He looked important, and evidently had something more to say, if he could find a way to say it.
“We’re all thinking of the same thing,” he began. “It’s the old Squire who will soon be lyin’ dead, how he never went out of the place for seventy long years—as long as I can remember. Why? Because there was a man murdered and a woman died. Who was the man murdered? The Squire’s brother-in-law. Who murdered him? John Dunning, they said. John Dunning, he was tried and he got off and he went away. Who murdered that man? John Dunning didn’t. Why? Because John Dunning didn’t go to the wood for two hours afterwards. Who murdered that man, I say?”
At this point he accepted the hospitality of the proffered glass of beer.
“I know who done it. I always have known. Nobody knows but me. I’ve known for all these years; and I’ve never told. For why? He would ha’ killed me, too. For certain sure he would ha’ killed me. Who was it, then? I’ll tell you. It was the man that lies a-dyin’ over there. It was the Squire himself—that’s who it was. No one else was in the wood all the morning but the Squire and the other gentleman. I say, the Squire done it; the Squire and nobody else. The Squire done it. The Squire done it.”
The men looked at each other in amazement. Then the blacksmith rose, and he said solemnly:
“Thomas, you’re close on eighty years of age. You’ve gone silly in your old age. You and your Squire! I remember what my father said, ‘The Squire, he left Mr. Holme at the wood and turned back.’ That was the evidence at the Inquest and the Trial. You and your Squire! Go home, Thomas, and go to bed and get your memory back again.”

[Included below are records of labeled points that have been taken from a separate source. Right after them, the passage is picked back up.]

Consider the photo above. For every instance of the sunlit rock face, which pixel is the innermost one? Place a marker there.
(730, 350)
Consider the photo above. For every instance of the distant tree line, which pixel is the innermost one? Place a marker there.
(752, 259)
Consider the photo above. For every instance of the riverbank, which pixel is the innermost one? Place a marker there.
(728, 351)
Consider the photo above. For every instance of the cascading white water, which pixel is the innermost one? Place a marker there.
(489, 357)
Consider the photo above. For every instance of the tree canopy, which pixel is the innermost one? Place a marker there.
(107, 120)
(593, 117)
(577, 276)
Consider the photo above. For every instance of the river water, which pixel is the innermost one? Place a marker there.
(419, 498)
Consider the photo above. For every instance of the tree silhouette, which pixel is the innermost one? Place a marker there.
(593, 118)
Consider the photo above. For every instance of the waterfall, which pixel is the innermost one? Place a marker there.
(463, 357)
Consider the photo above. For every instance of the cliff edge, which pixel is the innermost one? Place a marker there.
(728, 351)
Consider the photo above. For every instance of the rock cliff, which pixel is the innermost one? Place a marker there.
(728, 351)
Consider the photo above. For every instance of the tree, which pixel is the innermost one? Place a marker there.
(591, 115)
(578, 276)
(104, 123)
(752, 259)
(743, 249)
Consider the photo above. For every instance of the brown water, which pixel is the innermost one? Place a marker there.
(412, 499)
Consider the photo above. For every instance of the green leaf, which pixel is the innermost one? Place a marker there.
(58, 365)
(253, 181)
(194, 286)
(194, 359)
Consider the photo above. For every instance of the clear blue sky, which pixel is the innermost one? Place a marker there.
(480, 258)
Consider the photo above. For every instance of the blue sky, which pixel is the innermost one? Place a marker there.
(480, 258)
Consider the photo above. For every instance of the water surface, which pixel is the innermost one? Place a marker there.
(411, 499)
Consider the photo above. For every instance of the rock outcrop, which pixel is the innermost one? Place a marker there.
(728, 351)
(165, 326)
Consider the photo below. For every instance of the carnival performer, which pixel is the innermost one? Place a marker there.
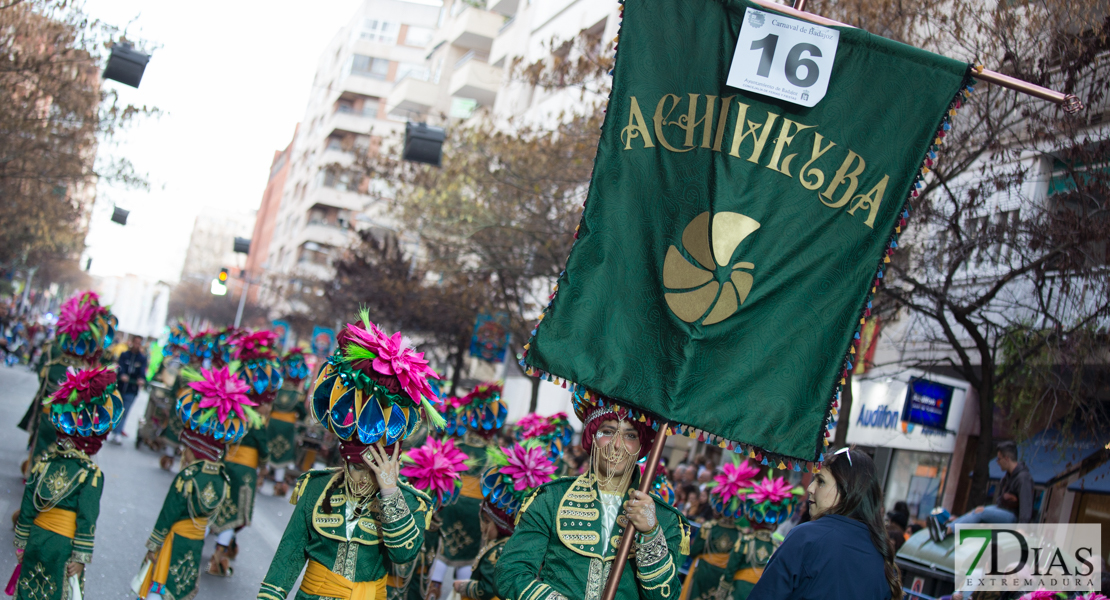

Thomas looked round the room again. The faces of all were hard and unsympathetic. He turned and hobbled out. The days that followed were few and evil, for he could speak about nothing else, and no one heeded his garrulous utterances. Assuredly, if there had been a lunatic asylum in the village he would have been enclosed there. A fatal example of the mischief of withholding evidence! Now, had this boy made it clear at the inquest that the two gentlemen were together in the wood for ten minutes or a quarter of an hour, one knows not what might have followed.
Thomas did not go home. He turned his steps in the direction of the Hall, and he hobbled along with a purpose in his face. His revelation had been received with scorn and derision. Perhaps in another place it would be received with more respect.
The housekeeper met Leonard and Constance at the open door. It had stood open all day, as if for the admission of the guest whose wings were hovering very near.
“He’s in the library,” said the woman, with the corner of her apron brushing away the tears with which women-servants always meet the approach of Azrael. “I wanted him to go upstairs and to bed, but he takes no notice. He’s been in the library nearly all day.”